GMPB Desak KPK Usut Tuntas Dugaan Korupsi di Pemkab Bogor

GMPB menggelar aksi di depan KPK dan mendesak pengusutan tuntas dugaan korupsi terkait upah pungut Bappenda serta pengadaan barang dan jasa di Bogor.

GMPB Desak KPK Usut Tuntas Dugaan Korupsi di Pemkab Bogor
Massa GMPB menggelar aksi dan membentangkan spanduk agar KPK mengusut tuntas kasus dugaan korupsi di Pemkab Bogor.

INILAHKORAN.ID – Puluhan pemuda yang tergabung dalam Gerakan Mahasiswa dan Pemuda Bogor (GMPB) menggelar aksi unjuk rasa di depan Gedung Komisi Pemberantasan korupsi (KPK), Kamis (3/9/2026).

Dalam aksi tersebut, GMPB menyatakan dukungan kepada KPK untuk mengusut secara menyeluruh dugaan tindak pidana korupsi di lingkungan Pemerintah Kabupaten (Pemkab) Bogor.

Dugaan tersebut antara lain berkaitan dengan potongan upah pungut atau insentif pegawai di lingkungan Badan Pendapatan Daerah (Bappenda) Kabupaten Bogor serta dugaan pengaturan pemenang pengadaan barang dan jasa di lingkup Pemkab Bogor.

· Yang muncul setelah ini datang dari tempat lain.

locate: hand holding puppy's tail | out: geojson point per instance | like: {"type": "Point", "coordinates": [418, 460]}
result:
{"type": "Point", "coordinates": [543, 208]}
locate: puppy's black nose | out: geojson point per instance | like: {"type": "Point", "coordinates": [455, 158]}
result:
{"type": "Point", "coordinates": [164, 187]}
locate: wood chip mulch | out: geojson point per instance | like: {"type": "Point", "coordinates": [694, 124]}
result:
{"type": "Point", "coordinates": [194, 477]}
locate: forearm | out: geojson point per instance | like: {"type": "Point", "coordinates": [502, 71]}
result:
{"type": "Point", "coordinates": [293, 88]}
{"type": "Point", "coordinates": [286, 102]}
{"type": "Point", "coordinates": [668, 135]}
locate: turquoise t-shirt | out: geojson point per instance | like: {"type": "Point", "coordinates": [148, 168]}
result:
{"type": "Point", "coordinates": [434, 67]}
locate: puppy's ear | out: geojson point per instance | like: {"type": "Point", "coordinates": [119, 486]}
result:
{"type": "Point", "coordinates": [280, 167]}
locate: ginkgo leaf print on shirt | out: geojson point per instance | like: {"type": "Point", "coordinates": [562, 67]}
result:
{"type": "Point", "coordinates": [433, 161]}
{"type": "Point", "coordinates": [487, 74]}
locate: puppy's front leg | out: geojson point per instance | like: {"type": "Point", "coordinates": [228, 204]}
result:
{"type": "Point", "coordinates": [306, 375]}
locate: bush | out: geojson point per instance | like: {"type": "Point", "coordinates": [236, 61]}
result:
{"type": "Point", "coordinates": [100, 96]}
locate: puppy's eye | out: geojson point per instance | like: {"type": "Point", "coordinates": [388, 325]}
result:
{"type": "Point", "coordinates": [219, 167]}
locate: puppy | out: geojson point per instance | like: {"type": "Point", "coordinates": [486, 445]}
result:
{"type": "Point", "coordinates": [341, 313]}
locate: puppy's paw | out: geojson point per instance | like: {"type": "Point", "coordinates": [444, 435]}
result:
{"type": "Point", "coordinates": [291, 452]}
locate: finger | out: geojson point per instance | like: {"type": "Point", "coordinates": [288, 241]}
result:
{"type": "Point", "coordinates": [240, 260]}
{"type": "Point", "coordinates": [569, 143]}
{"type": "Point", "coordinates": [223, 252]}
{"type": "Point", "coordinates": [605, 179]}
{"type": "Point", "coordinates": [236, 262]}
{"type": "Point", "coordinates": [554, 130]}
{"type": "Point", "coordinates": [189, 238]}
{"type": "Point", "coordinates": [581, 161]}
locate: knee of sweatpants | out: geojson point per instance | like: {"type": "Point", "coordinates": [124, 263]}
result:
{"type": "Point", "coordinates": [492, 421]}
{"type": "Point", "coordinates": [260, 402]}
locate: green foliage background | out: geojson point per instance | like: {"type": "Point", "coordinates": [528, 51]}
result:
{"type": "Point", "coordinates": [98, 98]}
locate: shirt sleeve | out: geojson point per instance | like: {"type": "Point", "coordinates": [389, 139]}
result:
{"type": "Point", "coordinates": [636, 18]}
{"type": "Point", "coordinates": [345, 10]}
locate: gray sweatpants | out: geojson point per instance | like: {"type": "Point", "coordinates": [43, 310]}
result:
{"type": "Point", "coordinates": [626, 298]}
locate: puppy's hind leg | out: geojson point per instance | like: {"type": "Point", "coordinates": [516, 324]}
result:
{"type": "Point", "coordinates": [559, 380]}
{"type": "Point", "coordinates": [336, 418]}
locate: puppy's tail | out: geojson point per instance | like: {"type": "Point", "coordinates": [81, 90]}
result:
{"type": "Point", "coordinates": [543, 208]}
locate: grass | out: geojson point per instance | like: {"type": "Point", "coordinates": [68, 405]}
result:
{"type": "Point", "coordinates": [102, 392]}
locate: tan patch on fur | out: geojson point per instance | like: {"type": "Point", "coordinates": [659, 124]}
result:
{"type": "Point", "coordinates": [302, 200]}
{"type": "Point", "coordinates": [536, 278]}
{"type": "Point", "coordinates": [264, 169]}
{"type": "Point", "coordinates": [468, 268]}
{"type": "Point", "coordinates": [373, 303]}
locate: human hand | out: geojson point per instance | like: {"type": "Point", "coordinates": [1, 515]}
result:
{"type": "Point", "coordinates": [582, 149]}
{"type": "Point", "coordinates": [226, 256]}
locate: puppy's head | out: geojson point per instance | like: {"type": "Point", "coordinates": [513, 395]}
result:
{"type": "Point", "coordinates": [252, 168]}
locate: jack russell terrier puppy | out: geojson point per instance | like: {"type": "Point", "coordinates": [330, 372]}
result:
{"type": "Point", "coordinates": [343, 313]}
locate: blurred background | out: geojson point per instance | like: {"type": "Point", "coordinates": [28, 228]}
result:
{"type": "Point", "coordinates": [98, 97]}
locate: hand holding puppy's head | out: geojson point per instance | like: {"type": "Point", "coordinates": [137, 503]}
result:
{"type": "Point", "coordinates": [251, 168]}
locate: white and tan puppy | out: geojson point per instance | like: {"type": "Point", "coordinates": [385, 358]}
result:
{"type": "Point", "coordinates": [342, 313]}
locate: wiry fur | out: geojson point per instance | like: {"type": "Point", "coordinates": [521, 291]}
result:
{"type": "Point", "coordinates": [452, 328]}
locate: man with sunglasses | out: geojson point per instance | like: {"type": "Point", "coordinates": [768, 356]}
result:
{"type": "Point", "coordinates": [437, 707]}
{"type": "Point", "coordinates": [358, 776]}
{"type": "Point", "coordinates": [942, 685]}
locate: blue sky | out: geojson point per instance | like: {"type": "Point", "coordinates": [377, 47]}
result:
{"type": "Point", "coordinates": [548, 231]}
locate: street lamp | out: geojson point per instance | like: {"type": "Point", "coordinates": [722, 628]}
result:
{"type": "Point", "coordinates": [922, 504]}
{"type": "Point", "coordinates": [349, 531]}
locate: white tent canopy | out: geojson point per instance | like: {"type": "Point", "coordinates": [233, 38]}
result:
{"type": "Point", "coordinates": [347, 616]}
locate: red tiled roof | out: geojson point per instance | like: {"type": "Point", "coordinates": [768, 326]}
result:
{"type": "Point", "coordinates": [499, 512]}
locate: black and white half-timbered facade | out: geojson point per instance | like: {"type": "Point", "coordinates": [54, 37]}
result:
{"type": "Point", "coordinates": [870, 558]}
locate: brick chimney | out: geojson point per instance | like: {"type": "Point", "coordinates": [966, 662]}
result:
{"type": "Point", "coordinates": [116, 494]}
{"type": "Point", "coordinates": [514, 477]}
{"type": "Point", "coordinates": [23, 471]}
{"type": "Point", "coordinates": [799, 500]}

Aksi tersebut dilakukan sebagai bentuk kontrol sosial sekaligus mendorong aparat penegak hukum agar proses penanganan perkara tidak berhenti pada pemeriksaan maupun penyelidikan administratif.

GMPB meminta KPK menelusuri seluruh pihak yang diduga terlibat serta memeriksa aliran dana yang berkaitan dengan perkara tersebut.

Desakan GMPB semakin menguat setelah KPK melakukan penggeledahan di tiga kantor yang berada di lingkungan Pemkab Bogor, yakni Badan Kepegawaian dan Pengembangan Sumber Daya Manusia (BKPSDM), Bappenda, dan Dinas Pendidikan Kabupaten Bogor.

“Kami mendukung penuh KPK RI untuk mengusut tuntas dugaan potongan upah pungut atau insentif di Bappenda Kabupaten Bogor. Jangan berhenti hanya pada pihak tertentu. Telusuri seluruh aliran dana, siapa yang menerima, siapa yang menikmati, dan siapa yang memberikan perintah,” kata Ketua GMPB M. Ikbal kepada wartawan, Kamis (3/9/2026).

M. Ikbal menuturkan, apabila dalam proses penyelidikan dan penyidikan ditemukan bukti yang cukup, KPK harus berani menetapkan pihak yang bertanggung jawab sesuai dengan ketentuan hukum yang berlaku.

GMPB juga mendesak agar proses penegakan hukum dilakukan secara transparan, profesional, independen, dan tanpa pandang bulu.

“Tidak boleh ada pihak yang mendapatkan perlakuan khusus hanya karena memiliki jabatan, kedekatan, maupun pengaruh tertentu. Jika alat bukti cukup, maka KPK RI harus segera menetapkan tersangkanya,” tuturnya.

GMPB menilai dugaan praktik tindak pidana korupsi di lingkungan Pemkab Bogor harus menjadi alarm serius bagi seluruh pihak untuk bersama-sama memberantas praktik korupsi di Kabupaten Bogor.

KPK RI jangan sampai ada main mata dalam proses penindakan perkara. Kalau memang ada bukti keterlibatan, ungkap semuanya. Jangan hanya menjadikan satu atau dua orang sebagai tumbal, sementara aktor intelektual dan pihak yang menerima aliran dana justru tidak tersentuh,” tukas Ikbal.